Presenter Layer: It is an interface/adapter between view layer and the model layer. It has below responsibilities:-
- It creates ViewModels using the data received from the feature layer and exports them to view layer through observables
- It delegates the events of view layer to respective feature layer class
- While mapping models to view models, it also adds view specific logic, if required
This is the most intelligent layer in our architecture. It contains the enterprise logic and the app logic (deciding the flow of an application). Below are some interesting characteristics of this layer:
- Feature classes are segregated on the basis of business logic types:Since data sharing across different app components needs wiring code, we minimized the number of feature classes by using logic type and not screens like LoginFeature, PaymentFeature. As a result, the logic for all login related screens are handled by Login Feature. Similarly, the logic for all payment related screens is handled by PaymentFeature class, because same business components can share the data with relative ease.
Feature classes can communicate with each other through Request Message Pool, RMP is a special kind of event bus, we will discuss it in detail in the next blog
- Own/Monitor the data: We have a single source of truth for data. But, instead of the single state container, it is fragmented in respective feature classes. For instance, the PaymentFeature class takes care of the Payment state of the app, so all the feature classes are a singleton, created using the Factory-Pattern.
- Communication: There is an input and two output flows on the feature layer. One who initiates the action and gets the output as the return of method flow Observable<FeatureResponse>. Since our feature classes are also maintaining a single source of truth of data, with every change of data, they push it on FeatureUpdate channel. This is subscribed by all the other related views.
Model Layer should be platform independent. This allows all the platform specific functions like making HTTP calls, a message read permission, log in through Facebook and Google, saving or retrieving values from database to be written at the service layer.
Some Android SDK APIs seeks message read permissions while the others (Facebook, etc.) need an instance of the activity. Clean architecture principles do not permit access to the platform object instance in enterprise or app specific code. Additionally, we cannot put them in the view layer because a producer cannot depend on its consumer objects.
To solve this problem, we created UIListener interface. Here, the object is being passed to the service layer class, which provides current activity and application object to service classes.
Things to be improved:
- Java to Kotlin: As of now, we are using Java. But we have also started Kotlin for some components and features. Data classes of Kotlin are very effective for Layered Architecture since every layer has to ensure that its original data objects cannot be changed by the consumer layers. For this, we need to create a copy of data objects while passing it to consumer layer.

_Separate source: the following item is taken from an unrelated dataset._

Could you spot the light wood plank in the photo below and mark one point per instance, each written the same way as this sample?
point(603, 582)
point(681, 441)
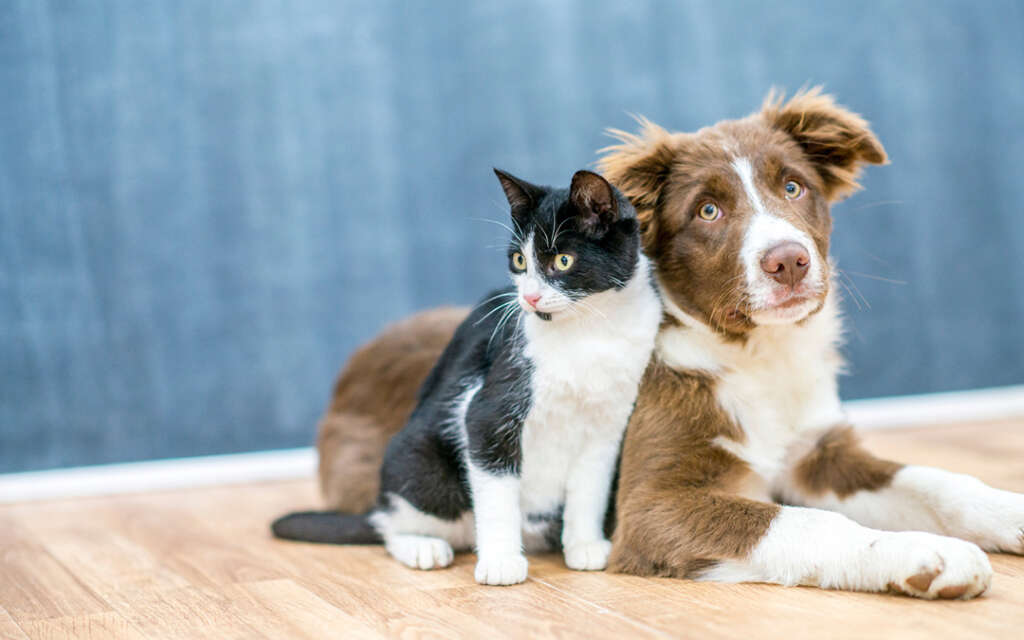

- Removing side effects and separating code in pure and impure functions: As of now, we are separating code in pure and impure functions manually. But in the future, we would like to create a framework which enforces pure functions and separates impure logic in an impure function. This will make it easy to write test cases.
- REST to Graphql: As an organisation, we are progressing from REST to Graphql, as it allows enhanced communication between client and server. It has certain advantages like being strictly typed and the best place to write common logic for all the clients. It reduces the complexity of code at the client side, reduces state size and provides view ready data to them. Since it is an abstraction layer between client and server, their architectures can be developed more independently.